Vomit
The 1st Amendment is the right to spew.
Everywhere, constantly spilling over into the air, fighting for space in the soundscape, whittling away lives with a constant stream of borrowed thought, there's vomit.
I don't think it's bad or anything. It's important to cough up something every now and again, proving sentience through demonstration of rationality, debate of a problem, finding a solution to a dispute, making something beautiful.
It's just messy.
The right to speech fills everyday with slogans, signals, billboards, boasts, quiet condemnations, generous gestures, and vitriolic tirades all hacked up for some reason or another. It's the right to open your skull and let everything out, pour it into the world and watch what happens.
It demands you must.
Make a lie of yourself, say what you want, pick your moment; regurgitate your favorite things until no one can see you under your chosen words.
Better yet?
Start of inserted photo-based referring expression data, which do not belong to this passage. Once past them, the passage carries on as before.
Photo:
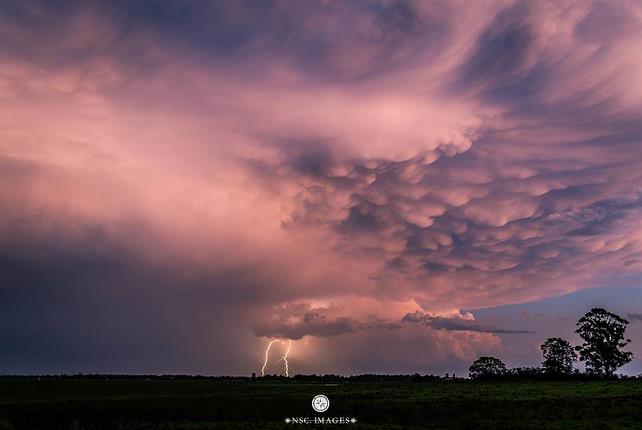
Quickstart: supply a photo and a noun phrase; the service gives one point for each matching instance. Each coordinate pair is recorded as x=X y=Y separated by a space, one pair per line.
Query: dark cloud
x=634 y=316
x=300 y=320
x=455 y=323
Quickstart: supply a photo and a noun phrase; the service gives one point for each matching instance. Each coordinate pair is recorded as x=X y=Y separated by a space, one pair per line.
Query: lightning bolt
x=285 y=358
x=267 y=354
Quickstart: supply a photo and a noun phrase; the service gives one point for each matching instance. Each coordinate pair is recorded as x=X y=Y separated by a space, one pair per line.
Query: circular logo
x=320 y=403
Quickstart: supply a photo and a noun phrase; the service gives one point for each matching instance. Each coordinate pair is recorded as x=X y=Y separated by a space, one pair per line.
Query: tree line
x=602 y=333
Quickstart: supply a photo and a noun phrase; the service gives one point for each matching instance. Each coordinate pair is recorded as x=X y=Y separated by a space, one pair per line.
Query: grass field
x=214 y=404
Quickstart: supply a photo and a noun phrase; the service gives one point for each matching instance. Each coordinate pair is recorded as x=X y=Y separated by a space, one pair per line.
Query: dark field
x=212 y=404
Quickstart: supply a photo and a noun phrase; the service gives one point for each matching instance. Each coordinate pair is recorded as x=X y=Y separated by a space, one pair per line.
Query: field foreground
x=214 y=404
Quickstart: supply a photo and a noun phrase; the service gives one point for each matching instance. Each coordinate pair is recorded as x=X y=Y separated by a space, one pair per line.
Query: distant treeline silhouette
x=603 y=335
x=601 y=331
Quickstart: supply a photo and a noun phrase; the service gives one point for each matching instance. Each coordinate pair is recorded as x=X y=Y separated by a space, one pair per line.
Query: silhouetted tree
x=603 y=335
x=559 y=356
x=486 y=367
Display yourself. Flay yourself. Make a filet of your mind and serve it up for us. If you don't how will you ever know if you're really alone?
There's no choice. It's baked in. You're doing it, one way or another. There are laws for it, complicated restrictions, elaborate justification for why one way is good and another is bad. The bottom line is that the 1st is a clumsy way of spelling out a right to assert that we exist, a clumsy way to justify the frantic need to simply be heard. The 1st is two fingers down a throat.
The 1st Amendment is the right to vomit, puking up pieces of a person so others can see.